C’è chi, nel tentativo di screditare il Nor Feleal e il Processo Etico, lo ha definito una “messa in scena”. Indubbiamente, c’è una componente teatrale, come accade anche nel sistema giudiziario, nell’“onorevole” Congresso e nel Palazzo del Governo. La differenza è che questi tre teatri del potere sono imposti dall’alto e naturalizzati dal basso. Presidenti e governatori, giudici e procuratori, deputati e senatori (con poche eccezioni che confermano la regola) sono milionari. E c’è ancora chi crede che qualcosa di simile alla giustizia scenda da queste sfere.

  • Nel Nor Feleal non si parla di una “sentenza”, come è consuetudine nel sistema giudiziario tradizionale, ma di una deliberazione finale. La lettura si svolge nel centro di Villa La Angostura, nella Plaza San Martín, dove è sepolto il logko Ignacio Antriao, di fronte al Municipio.
  • “È ormai chiaro che le azioni di sgombero e di violenza non sono isolate, ma fanno parte di un sistema strutturale sostenuto da uno Stato permissivo e da mass media che distorcono la verità. Non ci sarebbero Ginóbili o Salamida se lo Stato non fosse permissivo. Lo Stato permette e promuove un sistema che espropria e mette a tacere”, si legge nell’introduzione.
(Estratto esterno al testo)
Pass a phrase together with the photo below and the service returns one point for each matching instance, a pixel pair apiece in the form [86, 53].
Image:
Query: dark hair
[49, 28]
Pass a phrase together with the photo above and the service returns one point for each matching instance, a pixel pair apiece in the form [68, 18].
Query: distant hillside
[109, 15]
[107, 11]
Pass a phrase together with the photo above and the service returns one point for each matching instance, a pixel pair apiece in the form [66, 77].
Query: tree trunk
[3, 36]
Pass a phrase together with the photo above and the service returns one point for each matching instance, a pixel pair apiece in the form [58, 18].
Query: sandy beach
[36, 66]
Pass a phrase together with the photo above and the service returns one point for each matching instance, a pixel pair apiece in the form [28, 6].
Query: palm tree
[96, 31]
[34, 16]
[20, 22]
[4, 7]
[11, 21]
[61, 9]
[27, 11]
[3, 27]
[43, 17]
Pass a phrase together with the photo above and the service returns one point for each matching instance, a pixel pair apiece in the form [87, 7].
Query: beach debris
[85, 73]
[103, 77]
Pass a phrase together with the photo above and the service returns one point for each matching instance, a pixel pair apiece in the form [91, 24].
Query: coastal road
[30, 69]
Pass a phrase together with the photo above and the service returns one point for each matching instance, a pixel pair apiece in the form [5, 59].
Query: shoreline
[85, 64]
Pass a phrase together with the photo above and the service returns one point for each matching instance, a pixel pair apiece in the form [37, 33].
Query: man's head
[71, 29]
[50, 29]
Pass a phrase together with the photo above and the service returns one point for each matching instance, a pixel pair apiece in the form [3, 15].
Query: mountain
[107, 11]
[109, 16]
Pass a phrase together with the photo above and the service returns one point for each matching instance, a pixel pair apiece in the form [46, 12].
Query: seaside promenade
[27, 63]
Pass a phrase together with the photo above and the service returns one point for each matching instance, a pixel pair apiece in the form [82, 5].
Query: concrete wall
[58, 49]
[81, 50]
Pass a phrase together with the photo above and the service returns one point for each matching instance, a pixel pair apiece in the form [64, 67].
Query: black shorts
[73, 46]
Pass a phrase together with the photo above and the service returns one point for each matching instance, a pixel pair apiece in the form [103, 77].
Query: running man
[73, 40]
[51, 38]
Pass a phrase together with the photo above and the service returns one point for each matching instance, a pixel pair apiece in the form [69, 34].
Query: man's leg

Il Nor Feleal e il Processo Etico hanno stabilito:

  • Ginóbili e Salamida sono colpevoli di atti di espropriazione, violenza e danneggiamento del lof Paichil Antriao. Entrambi devono lasciare immediatamente il territorio e hanno il divieto di tornare.
  • Gli accusati devono compiere un atto di riparazione comunitaria: devono finanziare il rimboschimento del territorio con specie autoctone equivalenti agli alberi abbattuti; nello spazio violato dagli aggressori sarà istituita una scuola di educazione mapuche; e saranno stanziati fondi per l’attuazione della Ruka Interculturale della salute.
  • Chiediamo ai governi nazionale, provinciale e municipale e agli organi giudiziari: l’immediata regolarizzazione dei diritti territoriali a favore delle famiglie discendenti dei Paichil, Antriao e Barría. L’urgente realizzazione dei servizi basilari (elettricità e acqua) nel nostro territorio. E l’immediata consegna della nostra cartella tecnica da parte dell’INAI, nel rispetto dei suoi doveri legali e costituzionali.
  • La Plaza San Martín è testimone di un altro anello della lunga storia del popolo mapuche. Passanti e turisti occasionali osservano da lontano la lettura della deliberazione finale da parte del gruppo. Il Wenu Foye (bandiera Mapuche) sventola. La giornata sta per concludersi, ma prima vengono fatte due menzioni fondamentali: si chiede allo Stato (nazionale, provinciale e comunale) di esprimere pubbliche scuse per i “crimini storici” contro il popolo Mapuche. E viene fatto un annuncio che unisce passato e futuro: “Riaffermiamo che la comunità mapuche è sempre stata e sempre sarà in difesa di ciò che gli è stato solo prestato, per prendersene cura”.
  • Cala la sera a Villa La Angostura. E un raggio di sole filtra attraverso gli alberi della piazza. Abbiamo appena vissuto una decisiva giornata di giustizia.

*Consulenza per il Mapuzungun di Pety Piciñam, kimeltufe (educatrice) e Logko del Lof Puel Pvjv.